Benim mağazada ki esas görevim, aldığımız her şeyi kontrol etmek ve kaydetmek, raflarda ki ürünleri ve yiyecekleri düzenlemek ve stok durumunu kontrol etmek ve çalışma arkadaşlarıma yardımcı olmaktı.
Orada geçirdiğim zamandan gerçekten çok keyif aldım ve bir çok şey öğrendim. Yeniden kullanım, geri dönüşüm ve dayanışmanın önemini bir kez daha anladım.

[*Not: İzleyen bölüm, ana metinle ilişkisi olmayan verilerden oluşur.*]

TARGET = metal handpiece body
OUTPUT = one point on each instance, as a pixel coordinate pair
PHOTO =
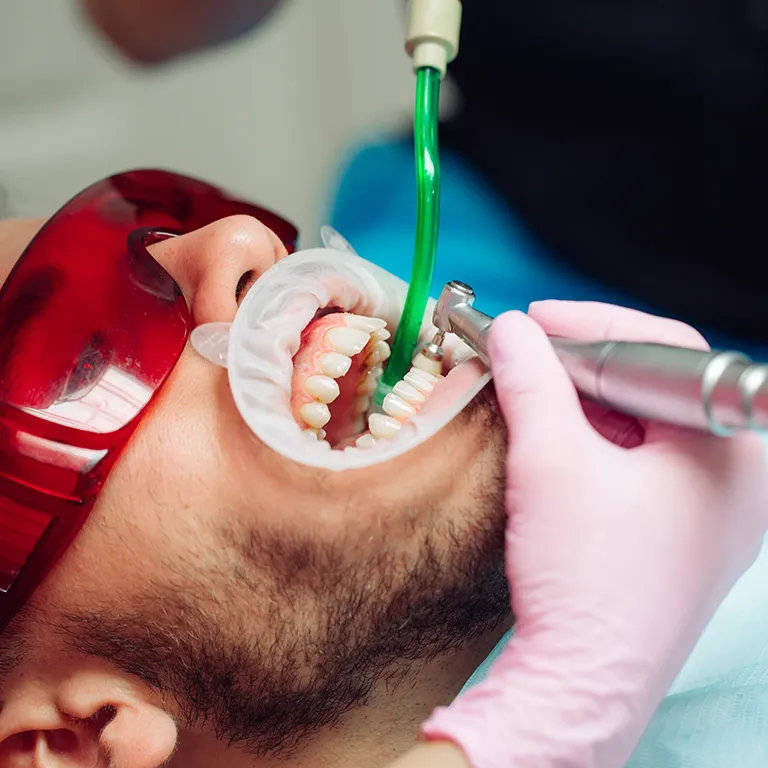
(718, 392)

Belki de yaptığım iş insanlarla doğrudan bağlantılı değildi ancak, gönüllü olarak yardıma ihtiyacı olan insanlara
katkıda bulunuyor, bir nebze de olsa onların hayatlarına dokunuyor, bu da beni son derece mutlu ediyordu.
Orada geçirdiğim süre zarfında çalışma arkadaşlarımın da bana cok katkıları oldu, bütün yıl boyunca bana çok yardımsever ve güler yüzlü davrandılar ve onlardan çok şey öğrendim, kendimi evimde gibi hissettim. Loja Social çalışanlarına çok teşekkür ediyorum.
Ayrıca Türkiye´den ayrıldığım icin bırakmak zorunda kaldığım futbol hakemliğime Portekiz’de devam etme fırsatım oldu. Bu fırsat, yeni insanlarla tanışmama ve Portekizce öğrenmeme yardımcı olmanın yanı sıra Portekiz’de futbol hakemliğinin nasıl işlediğini anlamama izin verdi.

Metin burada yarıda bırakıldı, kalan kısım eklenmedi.